Australia is now caught with 78 asylum seekers insisting that they will not voluntarily disembark at an Indonesian port in Bintan and go into detention there, and this dilemma has given every critic of the Government a chance to vent spleen, no matter what the facts of the situation are.
The media ought to know better than to misrepresent the situation to push its political agenda, but it’s not surprising that Coalition members have been out in droves trying to garner any political advantage no matter how deceptive their claims might be. We have had a range of views from Wilson Tuckey’s ‘send in the armed forces to remove the Sri Lankans’ to new-found sympathy for asylum seekers from a range of Coalition members who seems to be trying to establish an argument that Kevin Rudd is ‘less humane’ than John Howard; even ‘brutal’ says Malcolm Turnbull. It’s so laughable that only rusted-on supporters could swallow their inconsistent policy-free spiel.
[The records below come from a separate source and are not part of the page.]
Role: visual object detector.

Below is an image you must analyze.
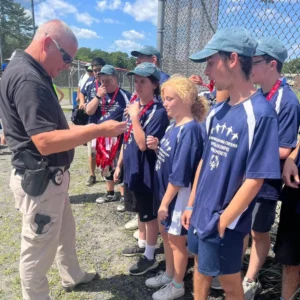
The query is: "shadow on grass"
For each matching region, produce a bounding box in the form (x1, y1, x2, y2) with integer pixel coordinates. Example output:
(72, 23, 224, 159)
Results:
(70, 193, 121, 204)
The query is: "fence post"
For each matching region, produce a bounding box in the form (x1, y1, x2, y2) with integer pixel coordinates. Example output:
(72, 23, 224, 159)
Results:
(157, 0, 166, 65)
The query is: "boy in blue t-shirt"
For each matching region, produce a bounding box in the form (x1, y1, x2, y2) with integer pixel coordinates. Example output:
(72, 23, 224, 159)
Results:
(242, 37, 300, 298)
(275, 143, 300, 300)
(181, 27, 281, 299)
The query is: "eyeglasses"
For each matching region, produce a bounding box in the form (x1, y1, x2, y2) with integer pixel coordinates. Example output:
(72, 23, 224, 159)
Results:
(49, 36, 73, 64)
(252, 59, 266, 66)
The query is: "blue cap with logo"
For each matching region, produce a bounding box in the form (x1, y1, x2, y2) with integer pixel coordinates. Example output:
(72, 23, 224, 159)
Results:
(127, 62, 160, 81)
(189, 27, 258, 63)
(98, 65, 117, 76)
(131, 45, 161, 60)
(254, 37, 287, 63)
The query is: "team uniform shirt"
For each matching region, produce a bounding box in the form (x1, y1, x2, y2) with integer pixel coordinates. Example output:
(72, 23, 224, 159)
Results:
(160, 71, 170, 85)
(191, 92, 281, 240)
(123, 98, 169, 193)
(81, 78, 131, 124)
(258, 79, 300, 201)
(154, 120, 203, 235)
(78, 73, 90, 90)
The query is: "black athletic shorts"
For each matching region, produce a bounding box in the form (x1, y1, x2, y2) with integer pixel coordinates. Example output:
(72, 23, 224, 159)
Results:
(274, 186, 300, 266)
(124, 184, 156, 222)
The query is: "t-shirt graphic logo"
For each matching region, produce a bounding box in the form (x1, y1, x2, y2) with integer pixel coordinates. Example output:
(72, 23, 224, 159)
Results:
(155, 136, 172, 171)
(211, 123, 239, 141)
(209, 154, 219, 170)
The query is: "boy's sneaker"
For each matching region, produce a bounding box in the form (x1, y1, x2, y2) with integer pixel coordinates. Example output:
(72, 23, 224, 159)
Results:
(211, 276, 223, 290)
(124, 214, 138, 230)
(152, 282, 185, 300)
(86, 175, 96, 186)
(96, 193, 117, 204)
(129, 255, 158, 276)
(117, 196, 125, 212)
(242, 277, 262, 300)
(122, 245, 145, 257)
(145, 271, 172, 289)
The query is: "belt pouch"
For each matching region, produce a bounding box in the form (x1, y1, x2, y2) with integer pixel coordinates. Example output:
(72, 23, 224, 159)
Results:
(21, 168, 52, 197)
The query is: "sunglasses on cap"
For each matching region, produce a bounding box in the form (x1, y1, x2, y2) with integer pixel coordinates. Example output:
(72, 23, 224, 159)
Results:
(48, 36, 73, 64)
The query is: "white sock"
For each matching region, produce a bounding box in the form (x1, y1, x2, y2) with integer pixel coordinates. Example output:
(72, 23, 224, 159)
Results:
(138, 239, 146, 248)
(144, 244, 156, 260)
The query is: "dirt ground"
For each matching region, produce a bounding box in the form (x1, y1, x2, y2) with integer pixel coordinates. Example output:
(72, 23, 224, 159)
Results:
(0, 113, 298, 300)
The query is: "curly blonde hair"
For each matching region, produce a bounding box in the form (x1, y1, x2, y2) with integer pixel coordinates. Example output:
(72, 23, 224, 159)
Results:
(161, 75, 209, 122)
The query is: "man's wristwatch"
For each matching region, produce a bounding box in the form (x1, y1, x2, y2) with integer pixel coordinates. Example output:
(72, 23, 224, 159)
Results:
(96, 95, 101, 100)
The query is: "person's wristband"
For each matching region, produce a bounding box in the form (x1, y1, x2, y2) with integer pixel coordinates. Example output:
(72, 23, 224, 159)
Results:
(185, 206, 193, 211)
(96, 95, 101, 100)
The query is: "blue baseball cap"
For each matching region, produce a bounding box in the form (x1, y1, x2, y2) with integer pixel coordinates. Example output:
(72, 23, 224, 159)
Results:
(254, 37, 287, 63)
(98, 65, 117, 76)
(189, 27, 258, 63)
(127, 62, 160, 81)
(131, 45, 161, 60)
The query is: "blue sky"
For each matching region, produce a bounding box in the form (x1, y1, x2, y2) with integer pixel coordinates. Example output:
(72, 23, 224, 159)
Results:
(26, 0, 158, 53)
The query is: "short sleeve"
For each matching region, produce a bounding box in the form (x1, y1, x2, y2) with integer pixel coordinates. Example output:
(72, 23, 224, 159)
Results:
(144, 108, 169, 140)
(169, 132, 203, 187)
(278, 103, 299, 148)
(14, 80, 57, 136)
(246, 117, 281, 179)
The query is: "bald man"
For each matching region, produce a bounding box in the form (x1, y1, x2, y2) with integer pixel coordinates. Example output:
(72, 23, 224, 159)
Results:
(0, 19, 126, 300)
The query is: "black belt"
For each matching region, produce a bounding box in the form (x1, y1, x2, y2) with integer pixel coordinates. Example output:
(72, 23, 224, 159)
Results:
(15, 165, 70, 176)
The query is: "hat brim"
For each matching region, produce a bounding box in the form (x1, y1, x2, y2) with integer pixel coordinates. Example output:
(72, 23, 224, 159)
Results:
(98, 71, 115, 76)
(127, 70, 160, 81)
(254, 49, 266, 57)
(189, 49, 218, 63)
(131, 50, 153, 57)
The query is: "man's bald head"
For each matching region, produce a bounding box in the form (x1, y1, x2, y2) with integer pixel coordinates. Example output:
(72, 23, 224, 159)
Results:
(34, 19, 78, 46)
(26, 19, 78, 78)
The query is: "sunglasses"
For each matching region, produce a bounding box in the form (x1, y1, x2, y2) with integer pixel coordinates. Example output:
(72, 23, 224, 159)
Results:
(49, 36, 73, 64)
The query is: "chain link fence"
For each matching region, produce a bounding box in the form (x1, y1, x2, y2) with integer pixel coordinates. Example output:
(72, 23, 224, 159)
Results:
(162, 0, 300, 94)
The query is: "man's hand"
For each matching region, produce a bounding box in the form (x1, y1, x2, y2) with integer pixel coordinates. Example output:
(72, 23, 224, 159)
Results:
(128, 102, 141, 118)
(114, 165, 121, 182)
(189, 74, 203, 86)
(97, 85, 107, 98)
(181, 209, 193, 230)
(217, 218, 226, 238)
(97, 120, 127, 137)
(282, 157, 300, 188)
(146, 135, 159, 150)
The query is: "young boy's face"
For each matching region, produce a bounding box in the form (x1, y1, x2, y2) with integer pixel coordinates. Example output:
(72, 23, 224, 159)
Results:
(204, 53, 231, 92)
(251, 56, 270, 85)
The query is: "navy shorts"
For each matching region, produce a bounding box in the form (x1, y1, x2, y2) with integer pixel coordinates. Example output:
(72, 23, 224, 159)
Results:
(188, 225, 246, 276)
(251, 199, 277, 233)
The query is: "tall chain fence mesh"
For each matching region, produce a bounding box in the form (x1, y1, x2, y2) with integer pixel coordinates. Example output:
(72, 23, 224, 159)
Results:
(162, 0, 300, 93)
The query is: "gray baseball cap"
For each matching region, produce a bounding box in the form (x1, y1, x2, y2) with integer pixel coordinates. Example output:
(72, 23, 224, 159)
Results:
(127, 62, 160, 81)
(131, 45, 161, 60)
(189, 27, 258, 63)
(98, 65, 117, 76)
(254, 37, 288, 63)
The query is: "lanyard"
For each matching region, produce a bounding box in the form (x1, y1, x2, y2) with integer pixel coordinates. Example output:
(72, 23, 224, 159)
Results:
(266, 78, 283, 101)
(124, 99, 155, 142)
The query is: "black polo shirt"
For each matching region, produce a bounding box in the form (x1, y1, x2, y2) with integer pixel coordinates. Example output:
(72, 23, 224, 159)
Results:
(0, 50, 74, 169)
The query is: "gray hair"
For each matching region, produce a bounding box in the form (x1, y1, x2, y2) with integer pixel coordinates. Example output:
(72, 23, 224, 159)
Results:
(34, 19, 77, 46)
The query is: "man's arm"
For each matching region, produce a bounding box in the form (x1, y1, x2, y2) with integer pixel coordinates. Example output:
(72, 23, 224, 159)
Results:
(282, 142, 300, 188)
(218, 178, 263, 237)
(85, 96, 100, 116)
(279, 147, 292, 160)
(31, 121, 127, 156)
(131, 116, 147, 151)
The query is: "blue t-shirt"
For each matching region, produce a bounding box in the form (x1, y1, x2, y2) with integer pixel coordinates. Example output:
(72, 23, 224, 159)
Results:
(257, 80, 300, 201)
(191, 92, 281, 239)
(123, 98, 169, 193)
(160, 71, 170, 85)
(81, 78, 131, 124)
(154, 120, 203, 214)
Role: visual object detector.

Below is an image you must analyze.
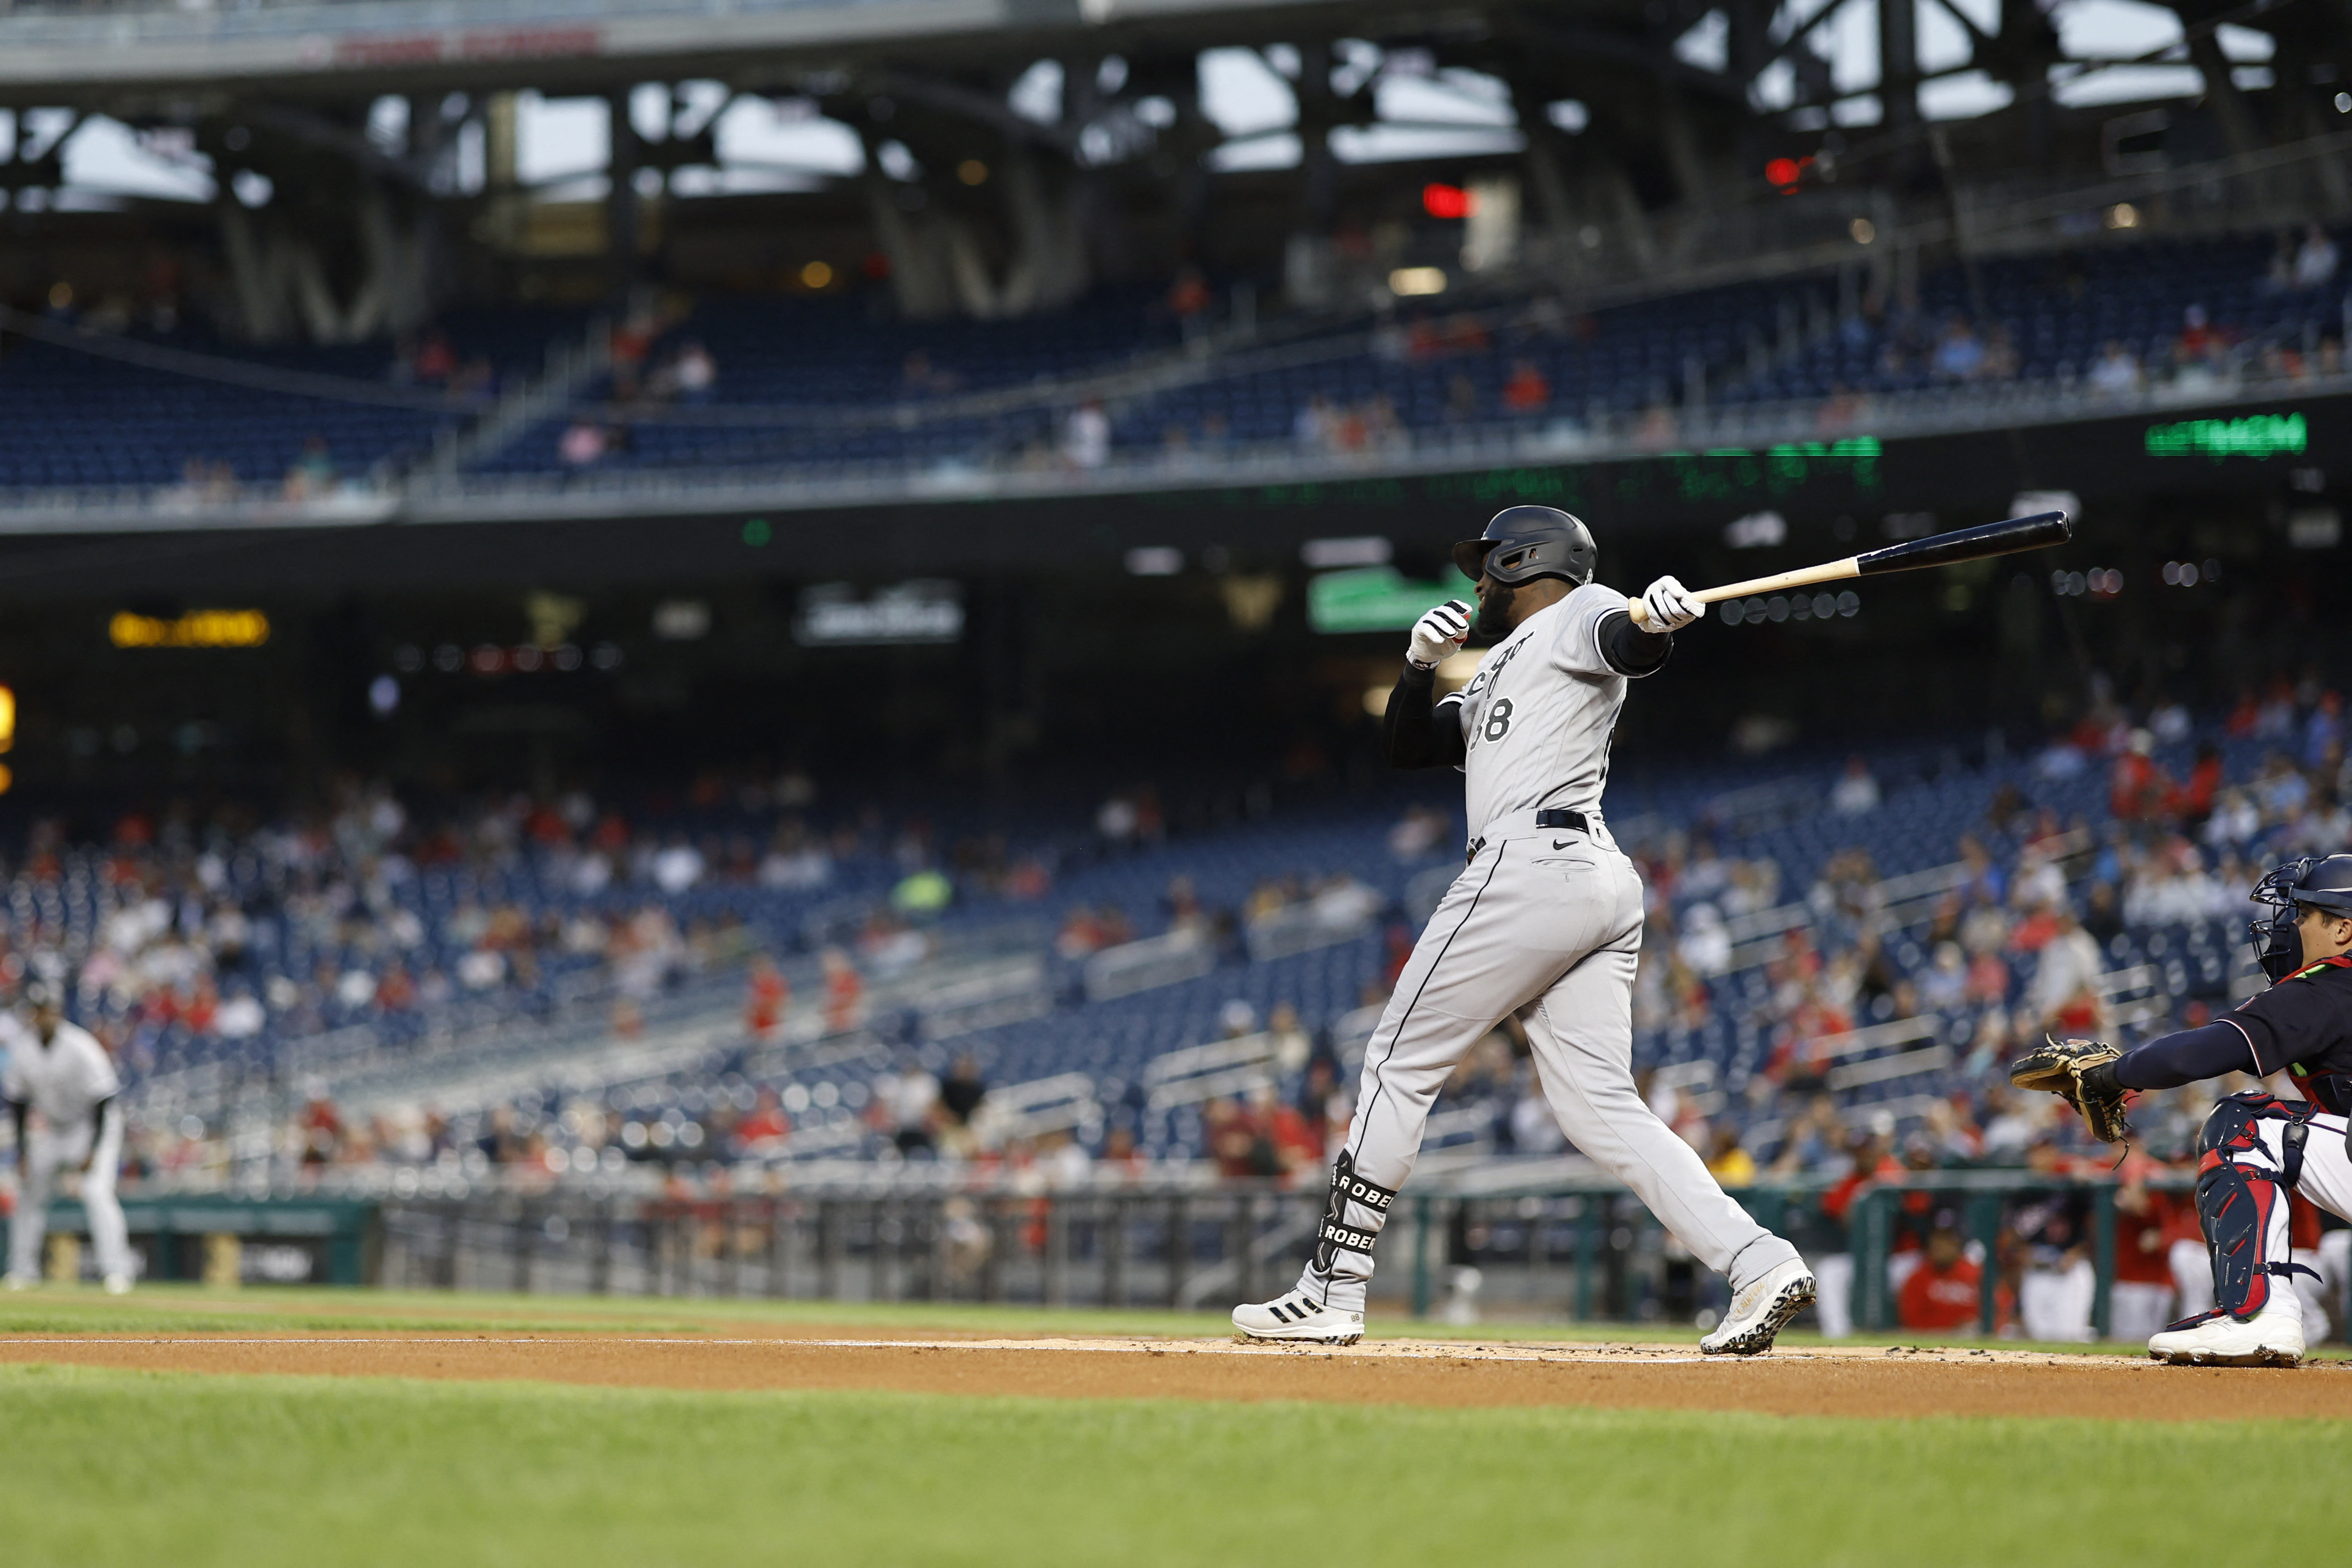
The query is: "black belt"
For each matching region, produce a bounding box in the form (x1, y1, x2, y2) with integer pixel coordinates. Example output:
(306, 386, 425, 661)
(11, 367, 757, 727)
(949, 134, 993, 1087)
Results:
(1467, 808, 1589, 863)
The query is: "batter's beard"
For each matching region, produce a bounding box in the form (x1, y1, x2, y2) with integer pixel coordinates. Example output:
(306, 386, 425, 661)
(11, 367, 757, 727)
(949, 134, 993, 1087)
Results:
(1472, 584, 1517, 639)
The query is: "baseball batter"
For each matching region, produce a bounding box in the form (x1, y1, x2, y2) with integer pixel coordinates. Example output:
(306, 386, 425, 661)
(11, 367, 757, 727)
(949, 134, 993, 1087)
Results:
(4, 986, 134, 1293)
(1234, 507, 1816, 1352)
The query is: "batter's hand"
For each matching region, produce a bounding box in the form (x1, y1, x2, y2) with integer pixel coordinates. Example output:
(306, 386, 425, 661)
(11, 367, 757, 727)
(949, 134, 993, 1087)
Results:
(1407, 599, 1472, 669)
(1640, 576, 1702, 632)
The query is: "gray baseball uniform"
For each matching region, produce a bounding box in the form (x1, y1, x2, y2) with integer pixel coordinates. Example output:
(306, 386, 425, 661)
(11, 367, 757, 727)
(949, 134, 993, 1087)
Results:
(1294, 584, 1799, 1313)
(4, 1018, 133, 1285)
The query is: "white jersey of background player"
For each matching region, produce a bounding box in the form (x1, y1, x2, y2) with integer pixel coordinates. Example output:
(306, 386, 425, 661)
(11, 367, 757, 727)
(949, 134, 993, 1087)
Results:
(4, 987, 134, 1292)
(1234, 506, 1815, 1353)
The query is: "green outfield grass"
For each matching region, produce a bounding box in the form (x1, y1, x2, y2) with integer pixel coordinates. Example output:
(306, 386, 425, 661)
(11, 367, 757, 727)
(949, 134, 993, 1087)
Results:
(7, 1281, 2317, 1357)
(0, 1361, 2345, 1568)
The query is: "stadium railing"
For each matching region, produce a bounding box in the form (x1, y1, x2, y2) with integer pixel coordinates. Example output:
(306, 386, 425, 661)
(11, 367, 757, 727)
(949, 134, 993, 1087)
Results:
(27, 1166, 2325, 1345)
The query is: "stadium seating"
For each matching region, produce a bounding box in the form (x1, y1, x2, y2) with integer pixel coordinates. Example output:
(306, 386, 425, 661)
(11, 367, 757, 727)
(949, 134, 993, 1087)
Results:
(64, 693, 2333, 1184)
(11, 230, 2335, 496)
(0, 306, 578, 492)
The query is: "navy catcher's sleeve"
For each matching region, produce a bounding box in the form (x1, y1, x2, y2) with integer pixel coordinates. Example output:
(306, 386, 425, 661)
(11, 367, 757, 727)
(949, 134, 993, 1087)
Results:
(2113, 1021, 2259, 1090)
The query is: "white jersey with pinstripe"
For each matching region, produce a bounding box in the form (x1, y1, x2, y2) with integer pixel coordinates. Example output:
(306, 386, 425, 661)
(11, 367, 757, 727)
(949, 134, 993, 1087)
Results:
(1440, 581, 1643, 846)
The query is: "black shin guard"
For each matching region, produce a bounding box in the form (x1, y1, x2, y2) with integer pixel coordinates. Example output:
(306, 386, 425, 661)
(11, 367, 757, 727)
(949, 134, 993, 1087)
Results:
(1310, 1152, 1398, 1278)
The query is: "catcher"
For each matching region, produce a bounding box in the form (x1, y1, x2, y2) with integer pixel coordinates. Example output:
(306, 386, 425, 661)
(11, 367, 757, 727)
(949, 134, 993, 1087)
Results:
(2012, 853, 2352, 1365)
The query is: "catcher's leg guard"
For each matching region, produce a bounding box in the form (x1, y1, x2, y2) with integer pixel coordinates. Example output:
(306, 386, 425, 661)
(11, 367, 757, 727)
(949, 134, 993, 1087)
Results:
(1294, 1152, 1398, 1312)
(2191, 1093, 2321, 1323)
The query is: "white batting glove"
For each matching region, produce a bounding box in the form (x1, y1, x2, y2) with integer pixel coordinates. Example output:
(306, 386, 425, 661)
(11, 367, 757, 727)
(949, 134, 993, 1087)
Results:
(1641, 576, 1702, 632)
(1407, 599, 1472, 669)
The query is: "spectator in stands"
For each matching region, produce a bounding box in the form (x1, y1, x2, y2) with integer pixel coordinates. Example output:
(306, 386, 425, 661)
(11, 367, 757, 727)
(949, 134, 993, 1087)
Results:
(1896, 1223, 1983, 1334)
(1444, 375, 1480, 424)
(1387, 804, 1449, 859)
(1294, 394, 1336, 450)
(939, 1054, 987, 1129)
(1930, 317, 1984, 380)
(560, 418, 607, 466)
(2295, 223, 2340, 290)
(671, 340, 716, 402)
(1060, 400, 1110, 469)
(2109, 729, 2170, 820)
(1675, 902, 1732, 977)
(282, 436, 337, 500)
(412, 329, 457, 383)
(1979, 324, 2020, 381)
(2174, 304, 2224, 367)
(1829, 755, 1881, 815)
(819, 947, 864, 1032)
(1500, 358, 1550, 413)
(1704, 1125, 1756, 1186)
(877, 1059, 941, 1156)
(2087, 340, 2140, 398)
(1635, 401, 1677, 448)
(2022, 904, 2107, 1039)
(1168, 265, 1211, 329)
(733, 1089, 790, 1155)
(1296, 1056, 1343, 1160)
(744, 956, 789, 1041)
(1265, 1003, 1312, 1073)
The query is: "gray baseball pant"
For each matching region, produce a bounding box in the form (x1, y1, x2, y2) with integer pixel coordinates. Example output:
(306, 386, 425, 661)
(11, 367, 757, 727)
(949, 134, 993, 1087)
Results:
(1296, 814, 1797, 1313)
(9, 1108, 132, 1283)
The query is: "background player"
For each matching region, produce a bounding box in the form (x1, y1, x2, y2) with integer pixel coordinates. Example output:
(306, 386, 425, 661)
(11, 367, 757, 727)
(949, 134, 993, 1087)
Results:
(2011, 853, 2352, 1364)
(4, 984, 134, 1293)
(1232, 506, 1816, 1352)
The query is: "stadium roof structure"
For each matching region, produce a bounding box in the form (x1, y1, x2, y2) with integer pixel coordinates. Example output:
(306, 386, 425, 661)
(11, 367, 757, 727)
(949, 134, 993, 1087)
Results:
(6, 0, 2348, 314)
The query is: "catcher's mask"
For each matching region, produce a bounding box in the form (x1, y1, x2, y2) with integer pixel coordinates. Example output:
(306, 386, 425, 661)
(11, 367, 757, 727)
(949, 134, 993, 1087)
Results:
(2248, 852, 2352, 982)
(1450, 506, 1596, 588)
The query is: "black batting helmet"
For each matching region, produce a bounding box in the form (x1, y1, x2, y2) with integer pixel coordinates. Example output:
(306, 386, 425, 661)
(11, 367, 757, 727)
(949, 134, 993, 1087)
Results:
(1451, 506, 1596, 588)
(2248, 853, 2352, 982)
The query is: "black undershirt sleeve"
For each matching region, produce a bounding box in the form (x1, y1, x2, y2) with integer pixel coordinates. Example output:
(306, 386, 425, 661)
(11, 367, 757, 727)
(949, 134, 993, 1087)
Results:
(2112, 1020, 2261, 1091)
(1596, 611, 1673, 678)
(1382, 664, 1467, 769)
(6, 1099, 24, 1168)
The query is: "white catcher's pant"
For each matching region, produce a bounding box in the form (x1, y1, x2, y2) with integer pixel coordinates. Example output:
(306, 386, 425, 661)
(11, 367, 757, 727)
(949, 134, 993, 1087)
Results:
(1297, 817, 1795, 1313)
(2202, 1104, 2352, 1342)
(8, 1110, 132, 1283)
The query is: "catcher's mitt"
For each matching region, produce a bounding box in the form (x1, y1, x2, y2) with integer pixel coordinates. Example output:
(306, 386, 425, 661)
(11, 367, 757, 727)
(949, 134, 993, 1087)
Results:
(2009, 1036, 2130, 1143)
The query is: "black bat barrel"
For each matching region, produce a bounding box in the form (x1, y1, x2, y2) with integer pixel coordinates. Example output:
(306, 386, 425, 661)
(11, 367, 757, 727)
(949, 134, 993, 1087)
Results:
(1852, 511, 2072, 576)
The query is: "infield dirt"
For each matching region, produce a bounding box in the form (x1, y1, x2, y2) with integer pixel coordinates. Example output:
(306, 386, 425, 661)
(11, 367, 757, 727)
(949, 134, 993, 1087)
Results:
(5, 1328, 2350, 1420)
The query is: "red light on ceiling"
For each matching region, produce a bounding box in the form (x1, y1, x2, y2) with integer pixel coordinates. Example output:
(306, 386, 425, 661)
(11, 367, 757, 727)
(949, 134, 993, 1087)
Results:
(1422, 182, 1476, 219)
(1764, 157, 1801, 188)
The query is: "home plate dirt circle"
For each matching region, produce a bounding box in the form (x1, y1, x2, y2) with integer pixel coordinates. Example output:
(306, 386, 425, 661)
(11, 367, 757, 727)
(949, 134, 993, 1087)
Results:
(4, 1330, 2351, 1420)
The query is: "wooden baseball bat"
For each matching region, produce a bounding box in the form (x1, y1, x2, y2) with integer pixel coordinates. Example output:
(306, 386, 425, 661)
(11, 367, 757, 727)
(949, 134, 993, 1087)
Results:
(1627, 510, 2073, 626)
And despite being asked scores of times what they would do, they have no answer, except the specious one that, as Turnbull insists, he would not have ‘unpicked the Howard policy in the first place’. Yet when asked whether a Coalition government would reintroduce TPVs and the ‘Pacific Solution’ they run a mile rather than say they would.
We can ignore the Coalition’s contribution to the dialogue knowing we will not have missed any important debating point.
For his part Kevin Rudd has decided that he must talk to that part of the electorate that wants secure borders and an orderly immigration policy – thus the ‘tough’ line, while also talking to those who would prefer more open borders, including some of his back benchers and some union officials who are advocating the ‘humane’ line. Because of his desire to accommodate both views, he has made himself more vulnerable to attack from both sides. Whether he can fashion policy that can achieve this accommodation remains to be seen. The week in QT has been rowdy, angry and unedifying. The real asylum seeker debate has been sidelined by the cut and thrust of the Opposition and the counter-thrust of the Government.
It is not my intention to add to the confusing discourse on this matter, but rather to point visitors to two people who have injected balance and commonsense into the convoluted debate. They are Stephen Smith, and Marty Natalegawa, recently- appointed Indonesian Foreign Minister.
What Stephen Smith had to say on the 7.30 Report is recorded in a piece on ABC News 'Patience' needed on asylum solution. You can hear what he said via the video recording of his interview with Kerry O’Brien on that page. I believe you will agree that what he said was sensible, lucid and plausible.
Then on Lateline there was Marty Natalegawa talking for fifteen minutes with Leigh Sales, in what was one of the best interviews on Lateline I’ve seen for a while. Indeed he would put many of our politicians to shame. He explained every aspect of what is an enormously difficult and convoluted exercise in international diplomacy as well as domestic politics, and emphasized the importance of ‘an abundance of patience’.
You can hear him by going to the Lateline page for 28 October and selecting the Indonesian foreign minister discusses asylum seekers video near the top of the page. So far there is no transcript.
If only all others involved in discussing this matter could bring such calm and balance to the debate.
What do you think?
Please note that this is my last post for four weeks, as I’m leaving tomorrow for Thailand and Singapore to meet up with friends. It would be too difficult to continue posting while overseas, or to respond to your comments.
I look forward to rejoining you in around four weeks.